Il faut croire que le décalage horaire et le stress du nouvel environnement ont eu raison de moi, car ce n'est qu'à 9 h 30 que je sors du lit. Alain a lui aussi fait la grasse matinée. Après un bon déjeuner, nous quittons notre hôte à 11 h (encore sous le soleil)! Nous suivons la rivière Clyde sur une sympathique piste cyclable. On se perd un peu ce qui n'entame pas notre bonne humeur. Sur la route, la chaussée est bonne. Ce sera notre premier traversier et notre premier camping écossais.


02/07
Lochgilphead - 98 km /191 km.
Cette fois-ci, j'ai été plus sage et sors de mon sac de couchage à 8 h. Mon corps a bien enduré la journée cyclotouriste d'hier. Pas de douleur nulle part. Hourra!

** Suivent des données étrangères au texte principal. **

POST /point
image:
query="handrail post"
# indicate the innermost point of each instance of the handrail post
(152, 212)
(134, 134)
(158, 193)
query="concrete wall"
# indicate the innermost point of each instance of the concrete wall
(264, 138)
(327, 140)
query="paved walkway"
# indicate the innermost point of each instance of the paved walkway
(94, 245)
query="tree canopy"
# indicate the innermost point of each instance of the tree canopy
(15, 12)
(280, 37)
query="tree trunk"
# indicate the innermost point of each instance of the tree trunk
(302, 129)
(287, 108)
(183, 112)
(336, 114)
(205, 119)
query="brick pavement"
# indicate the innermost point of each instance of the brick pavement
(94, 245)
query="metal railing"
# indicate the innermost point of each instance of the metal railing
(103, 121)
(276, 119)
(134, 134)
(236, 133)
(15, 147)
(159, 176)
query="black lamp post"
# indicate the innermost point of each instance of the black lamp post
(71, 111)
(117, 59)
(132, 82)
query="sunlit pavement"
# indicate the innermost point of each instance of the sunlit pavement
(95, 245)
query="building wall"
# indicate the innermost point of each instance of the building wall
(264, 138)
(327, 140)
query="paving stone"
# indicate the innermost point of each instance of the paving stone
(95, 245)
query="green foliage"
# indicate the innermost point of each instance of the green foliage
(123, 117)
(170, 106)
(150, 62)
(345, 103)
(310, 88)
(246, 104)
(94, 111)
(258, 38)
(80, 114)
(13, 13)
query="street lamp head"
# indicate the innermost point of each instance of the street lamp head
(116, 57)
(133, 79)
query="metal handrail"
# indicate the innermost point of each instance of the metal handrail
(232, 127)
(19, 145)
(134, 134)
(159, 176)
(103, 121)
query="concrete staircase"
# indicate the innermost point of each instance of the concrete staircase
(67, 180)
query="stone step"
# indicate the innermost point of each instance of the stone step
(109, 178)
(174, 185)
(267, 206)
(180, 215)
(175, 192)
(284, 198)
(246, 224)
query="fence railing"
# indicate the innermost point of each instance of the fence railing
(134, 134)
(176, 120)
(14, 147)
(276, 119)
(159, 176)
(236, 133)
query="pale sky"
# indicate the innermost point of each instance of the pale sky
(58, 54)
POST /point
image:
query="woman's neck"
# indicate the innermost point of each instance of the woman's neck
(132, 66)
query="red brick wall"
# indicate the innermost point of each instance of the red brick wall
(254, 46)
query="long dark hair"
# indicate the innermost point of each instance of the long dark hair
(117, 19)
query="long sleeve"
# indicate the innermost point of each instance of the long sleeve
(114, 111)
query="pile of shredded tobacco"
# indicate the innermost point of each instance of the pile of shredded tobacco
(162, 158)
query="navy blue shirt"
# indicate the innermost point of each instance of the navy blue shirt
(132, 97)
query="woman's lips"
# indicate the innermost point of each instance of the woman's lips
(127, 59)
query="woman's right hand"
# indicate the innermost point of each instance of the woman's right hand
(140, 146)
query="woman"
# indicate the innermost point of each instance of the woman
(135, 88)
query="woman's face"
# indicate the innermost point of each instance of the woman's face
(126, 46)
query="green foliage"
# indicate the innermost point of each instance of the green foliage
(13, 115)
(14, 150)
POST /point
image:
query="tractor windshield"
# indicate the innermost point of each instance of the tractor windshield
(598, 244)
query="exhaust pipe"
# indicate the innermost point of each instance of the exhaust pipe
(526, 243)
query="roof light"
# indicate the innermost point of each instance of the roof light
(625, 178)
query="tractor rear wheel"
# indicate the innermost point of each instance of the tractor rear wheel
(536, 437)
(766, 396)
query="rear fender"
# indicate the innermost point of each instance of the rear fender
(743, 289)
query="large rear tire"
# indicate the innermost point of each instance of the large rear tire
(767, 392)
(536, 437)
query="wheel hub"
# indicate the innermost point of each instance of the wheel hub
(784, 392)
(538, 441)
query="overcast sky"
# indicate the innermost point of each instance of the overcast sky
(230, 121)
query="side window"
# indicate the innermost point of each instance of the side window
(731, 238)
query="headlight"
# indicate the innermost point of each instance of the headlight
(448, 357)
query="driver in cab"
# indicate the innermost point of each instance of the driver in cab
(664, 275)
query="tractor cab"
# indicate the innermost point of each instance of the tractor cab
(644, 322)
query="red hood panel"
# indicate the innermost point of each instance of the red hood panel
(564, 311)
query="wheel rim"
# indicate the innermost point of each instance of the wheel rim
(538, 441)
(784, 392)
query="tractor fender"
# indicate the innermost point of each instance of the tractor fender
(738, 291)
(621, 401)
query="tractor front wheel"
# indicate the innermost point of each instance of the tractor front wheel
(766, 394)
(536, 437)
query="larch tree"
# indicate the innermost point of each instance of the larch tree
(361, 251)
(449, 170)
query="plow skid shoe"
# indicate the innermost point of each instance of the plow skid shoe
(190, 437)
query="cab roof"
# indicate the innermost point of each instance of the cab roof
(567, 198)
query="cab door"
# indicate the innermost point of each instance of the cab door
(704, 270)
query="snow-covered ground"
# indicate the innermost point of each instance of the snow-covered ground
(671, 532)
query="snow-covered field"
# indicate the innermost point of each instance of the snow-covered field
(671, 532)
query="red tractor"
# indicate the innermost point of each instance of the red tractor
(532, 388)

De nouveau en selle, c'est avec appréhension que j'embarque sur la route étroite et dépourvue d'accotements. Heureusement, je suis agréablement surpris du comportement courtois des automobilistes. Ces derniers ne nous klaxonnent pas, attendent sagement les moments les plus propices pour effectuer leurs dépassements, qu'ils réalisent à basse vitesse en prenant bien soin de se tenir loin de nous. Bien difficile de savoir si ce sont les routes sinueuses, la mentalité anglo-saxonne ou les photos radars qui ont découragé efficacement la conduite à grande vitesse. Peu importe, je me sens ici en sécurité en vélo.

En milieu de journée, nous avons droit à notre première douche écossaise. Une petite pluie se transforme rapidement en généreux orage. Nous revêtons nos équipements de protection (appelés étuves portatives par mon compagnon de voyage). Ce ne sera pas la dernière fois...

La journée est assez longue, car nous pédalons longtemps, enfin, comparativement à hier. Le château d'Inveraray nous procure un divertissement avant d'atteindre notre deuxième camping.


03/07
Oban - 61 km / 252 km.

Une fois de plus, les routes sont toujours étroites et il n'y a aucun accotement. Et dire qu'aux États-Unis il est souvent possible de rouler côte à côte sans crainte! Une fois de plus, je constate avec joie le civisme des automobilistes, rendant nos déplacements aisés. Je me sens bien loin des fous du volant québécois!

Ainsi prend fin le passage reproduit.